How do I deal with a lot of text data in C2?

  • Hi everyone !

    I'm trying to build an interface for a lexical database of Mandarin. Basically, I have huge text files with data separated by tabs. I use the rex_csv plug in to read them in C2 and I built the interface to make queries on this database.

    (rex_csv plugin: c2rexplugins.weebly.com/rex_csv.html )

    The interface allows you to search in two different ways:

    1. Search for info by words: you type in words, and if it is found in the database, you get all the data concerning those words.

    2. Search for words by info: you pick all the criteria you need and you get all the words in the database that match those criteria.

    Once you've done your query, you can download a file with all the data you need (you can pick what data shows up in the file).

    So I made this .capx. It's a draft, but everything works as it should. It's better than long explanations:

    drive.google.com/open

    In this draft, the database I use is a very small text file (TESTV3.txt in the .capx). In short, it's made of 6 rows (i.e. 6 words) with 5 columns (5 different pieces of informations for each).

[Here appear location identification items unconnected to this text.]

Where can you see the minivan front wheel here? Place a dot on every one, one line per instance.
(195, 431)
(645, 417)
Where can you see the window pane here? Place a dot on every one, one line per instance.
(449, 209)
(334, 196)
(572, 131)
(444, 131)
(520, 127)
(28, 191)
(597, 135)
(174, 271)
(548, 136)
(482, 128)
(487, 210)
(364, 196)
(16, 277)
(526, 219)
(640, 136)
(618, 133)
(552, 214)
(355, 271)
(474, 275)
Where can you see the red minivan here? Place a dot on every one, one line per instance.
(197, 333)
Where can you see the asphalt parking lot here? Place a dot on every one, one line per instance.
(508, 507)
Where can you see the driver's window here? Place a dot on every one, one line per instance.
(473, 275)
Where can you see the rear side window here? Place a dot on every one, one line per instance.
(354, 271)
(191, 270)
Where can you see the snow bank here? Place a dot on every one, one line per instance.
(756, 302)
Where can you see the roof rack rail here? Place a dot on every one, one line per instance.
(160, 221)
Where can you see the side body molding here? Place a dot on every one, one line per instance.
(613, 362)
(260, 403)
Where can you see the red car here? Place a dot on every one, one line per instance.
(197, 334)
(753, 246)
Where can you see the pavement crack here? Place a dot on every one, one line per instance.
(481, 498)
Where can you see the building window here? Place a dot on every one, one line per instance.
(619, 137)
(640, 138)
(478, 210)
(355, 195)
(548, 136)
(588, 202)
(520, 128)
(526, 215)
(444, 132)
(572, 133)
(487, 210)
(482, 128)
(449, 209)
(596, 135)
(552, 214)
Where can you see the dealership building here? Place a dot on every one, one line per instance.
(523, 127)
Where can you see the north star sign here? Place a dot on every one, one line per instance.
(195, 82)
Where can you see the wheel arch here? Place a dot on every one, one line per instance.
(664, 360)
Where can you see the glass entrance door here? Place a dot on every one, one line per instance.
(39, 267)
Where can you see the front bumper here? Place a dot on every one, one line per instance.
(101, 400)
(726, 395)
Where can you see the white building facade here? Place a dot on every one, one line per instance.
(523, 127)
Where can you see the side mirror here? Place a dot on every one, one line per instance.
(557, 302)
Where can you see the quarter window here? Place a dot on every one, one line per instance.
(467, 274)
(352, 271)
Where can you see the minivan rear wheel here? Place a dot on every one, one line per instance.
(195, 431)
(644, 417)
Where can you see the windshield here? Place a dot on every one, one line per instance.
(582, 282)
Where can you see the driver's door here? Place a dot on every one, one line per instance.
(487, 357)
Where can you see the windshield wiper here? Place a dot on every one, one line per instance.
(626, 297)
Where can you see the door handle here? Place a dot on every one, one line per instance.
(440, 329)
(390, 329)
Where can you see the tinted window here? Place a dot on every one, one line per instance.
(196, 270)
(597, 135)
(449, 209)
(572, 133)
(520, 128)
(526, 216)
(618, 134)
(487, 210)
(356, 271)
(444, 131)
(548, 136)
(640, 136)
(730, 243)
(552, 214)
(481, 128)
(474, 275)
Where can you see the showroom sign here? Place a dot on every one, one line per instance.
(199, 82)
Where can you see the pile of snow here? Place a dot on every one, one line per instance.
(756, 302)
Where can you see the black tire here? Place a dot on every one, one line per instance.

    Now, I want to scale that up to a text files with approximately 100 000 rows and 300 columns. That's a lot of data. Which makes the AJAX request for the file fail. I get a javascript error. I can't recreate it right now, but it was something like: "allocation size overflow localhost :50000/myfile.txt on line 185 col 1".

    I think I have been too optimistic on the power of Construct 2. Maybe it can not deal with so much data? If so, do you have any recommandation on what tools I should use to get my interface working ?

  • How big is the text file? I'm guessing hundreds of megabytes?

    You can try splitting it into many smaller parts. And maybe create one or several index files. So, for example, when you need data for the word "cap", you check the index file, it tells you which file contains all the details for this word (say, db0123.txt). Then you request db0123.txt with AJAX and load it into CSV.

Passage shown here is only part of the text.